Parameter Learning with Simple Bayesian Network; PyMC3 vs. Edward; Edward posteriors not converging around correct parameter values


#1

Hello Edward community!

I have seen a few posts on here about doing inference on bayesian networks with Edward, but none have addressed parameter learning.

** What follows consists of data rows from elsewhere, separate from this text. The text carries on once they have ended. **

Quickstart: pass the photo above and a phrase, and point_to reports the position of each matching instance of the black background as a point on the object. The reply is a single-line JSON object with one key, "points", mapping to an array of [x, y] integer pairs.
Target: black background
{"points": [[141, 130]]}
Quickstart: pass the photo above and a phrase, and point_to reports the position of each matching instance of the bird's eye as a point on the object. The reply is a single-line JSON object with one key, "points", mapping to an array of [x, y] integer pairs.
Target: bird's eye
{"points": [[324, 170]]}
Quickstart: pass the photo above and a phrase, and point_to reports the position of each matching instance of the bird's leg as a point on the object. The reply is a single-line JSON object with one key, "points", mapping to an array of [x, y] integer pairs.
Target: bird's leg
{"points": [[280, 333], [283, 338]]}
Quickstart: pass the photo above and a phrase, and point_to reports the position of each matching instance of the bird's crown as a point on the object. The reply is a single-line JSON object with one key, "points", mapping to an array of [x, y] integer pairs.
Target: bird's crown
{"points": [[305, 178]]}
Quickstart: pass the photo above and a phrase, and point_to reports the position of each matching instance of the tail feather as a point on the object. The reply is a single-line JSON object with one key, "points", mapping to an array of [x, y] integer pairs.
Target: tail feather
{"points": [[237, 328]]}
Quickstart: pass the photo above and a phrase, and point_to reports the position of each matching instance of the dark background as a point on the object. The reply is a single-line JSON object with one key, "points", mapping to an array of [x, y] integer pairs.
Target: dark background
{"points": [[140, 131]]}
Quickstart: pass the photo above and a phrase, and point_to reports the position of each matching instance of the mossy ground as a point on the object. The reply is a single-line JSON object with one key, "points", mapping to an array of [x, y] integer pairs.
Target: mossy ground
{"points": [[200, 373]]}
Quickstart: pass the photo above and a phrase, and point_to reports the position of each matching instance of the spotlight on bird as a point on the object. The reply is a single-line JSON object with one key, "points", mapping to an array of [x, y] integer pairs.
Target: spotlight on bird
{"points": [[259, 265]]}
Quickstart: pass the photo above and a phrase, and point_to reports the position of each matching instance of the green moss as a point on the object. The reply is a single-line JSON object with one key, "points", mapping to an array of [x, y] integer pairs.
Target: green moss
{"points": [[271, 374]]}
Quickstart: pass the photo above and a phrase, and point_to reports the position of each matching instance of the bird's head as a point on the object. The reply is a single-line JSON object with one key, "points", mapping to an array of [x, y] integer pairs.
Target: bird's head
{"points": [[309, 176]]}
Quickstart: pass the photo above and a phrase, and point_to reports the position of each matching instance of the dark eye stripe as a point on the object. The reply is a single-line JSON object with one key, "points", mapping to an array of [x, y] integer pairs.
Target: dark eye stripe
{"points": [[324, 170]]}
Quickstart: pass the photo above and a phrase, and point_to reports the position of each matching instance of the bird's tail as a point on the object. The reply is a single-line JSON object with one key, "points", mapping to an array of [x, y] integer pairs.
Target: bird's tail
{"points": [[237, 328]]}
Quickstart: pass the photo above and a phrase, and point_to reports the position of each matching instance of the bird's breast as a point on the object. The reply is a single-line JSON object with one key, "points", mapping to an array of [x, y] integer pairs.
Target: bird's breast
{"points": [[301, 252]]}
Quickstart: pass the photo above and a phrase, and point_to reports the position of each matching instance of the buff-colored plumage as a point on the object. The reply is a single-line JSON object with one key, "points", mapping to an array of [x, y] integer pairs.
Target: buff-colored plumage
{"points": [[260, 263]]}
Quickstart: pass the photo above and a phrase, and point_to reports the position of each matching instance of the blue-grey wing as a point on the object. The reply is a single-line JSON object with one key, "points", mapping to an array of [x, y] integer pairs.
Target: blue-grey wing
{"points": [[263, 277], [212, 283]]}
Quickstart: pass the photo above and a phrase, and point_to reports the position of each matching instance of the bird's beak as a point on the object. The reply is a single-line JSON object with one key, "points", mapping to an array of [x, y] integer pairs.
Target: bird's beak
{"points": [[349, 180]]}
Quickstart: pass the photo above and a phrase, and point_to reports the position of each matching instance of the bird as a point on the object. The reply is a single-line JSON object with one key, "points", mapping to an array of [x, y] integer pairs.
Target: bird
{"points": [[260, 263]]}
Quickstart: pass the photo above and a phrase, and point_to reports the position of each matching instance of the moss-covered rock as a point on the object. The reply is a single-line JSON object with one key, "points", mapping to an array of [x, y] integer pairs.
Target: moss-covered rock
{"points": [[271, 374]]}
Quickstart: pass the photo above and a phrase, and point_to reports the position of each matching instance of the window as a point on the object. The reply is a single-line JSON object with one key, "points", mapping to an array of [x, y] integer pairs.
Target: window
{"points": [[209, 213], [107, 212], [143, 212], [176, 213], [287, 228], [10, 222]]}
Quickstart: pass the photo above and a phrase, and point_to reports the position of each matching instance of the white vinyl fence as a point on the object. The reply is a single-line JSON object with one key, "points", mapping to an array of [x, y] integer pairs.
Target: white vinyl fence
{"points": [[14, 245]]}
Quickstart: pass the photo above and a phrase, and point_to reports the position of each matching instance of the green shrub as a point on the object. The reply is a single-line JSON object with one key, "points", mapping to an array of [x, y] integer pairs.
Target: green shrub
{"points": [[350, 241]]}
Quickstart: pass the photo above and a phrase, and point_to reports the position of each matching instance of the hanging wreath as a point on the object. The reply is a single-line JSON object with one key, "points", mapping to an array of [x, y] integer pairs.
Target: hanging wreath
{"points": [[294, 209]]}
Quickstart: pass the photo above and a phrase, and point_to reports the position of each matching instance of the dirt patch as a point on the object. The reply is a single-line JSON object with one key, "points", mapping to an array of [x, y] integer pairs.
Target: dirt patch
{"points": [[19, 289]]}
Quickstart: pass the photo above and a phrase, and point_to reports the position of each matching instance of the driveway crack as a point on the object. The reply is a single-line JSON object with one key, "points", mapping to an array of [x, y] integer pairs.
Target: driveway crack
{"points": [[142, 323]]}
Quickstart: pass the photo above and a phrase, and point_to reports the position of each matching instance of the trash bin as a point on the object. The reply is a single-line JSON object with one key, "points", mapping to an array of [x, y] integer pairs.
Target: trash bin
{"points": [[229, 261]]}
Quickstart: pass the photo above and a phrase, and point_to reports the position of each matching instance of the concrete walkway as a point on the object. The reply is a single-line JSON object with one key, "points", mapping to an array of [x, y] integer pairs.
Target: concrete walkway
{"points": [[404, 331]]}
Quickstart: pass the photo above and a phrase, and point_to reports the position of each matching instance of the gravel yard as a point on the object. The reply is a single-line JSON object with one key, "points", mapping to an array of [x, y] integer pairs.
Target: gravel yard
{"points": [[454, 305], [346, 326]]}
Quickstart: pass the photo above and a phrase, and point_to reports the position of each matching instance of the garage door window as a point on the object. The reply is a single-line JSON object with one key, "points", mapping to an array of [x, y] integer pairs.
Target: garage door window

To test this out, I am working with a VERY simple BN; a subgraph of the canonical wet grass BN :smirk:. In particular, I’m just looking to estimate cloudy and rain parameters from some data that I simulated. Parameter learning in this case just boils down to sampling the posterior distributions of 3 Bernoulli parameters.

My Primary Issue:
I coded up this situation in both PyMC3 and Edward. The posterior PyMC3 distributions found using the Metropolis sampler for the parameter looked very similar to the sampling distributions for the maximum likelihood estimates (as expected given uniform priors). But in Edward, using the Metropolis Hastings algorithm yields posterior distributions that do not even approximately converge around the correct parameter values. Specifically, Edward keeps coming up with posteriors centered around 0.5 for all parameters, despite the underlying parameters not being 0.5 (see parameter specifications in code below).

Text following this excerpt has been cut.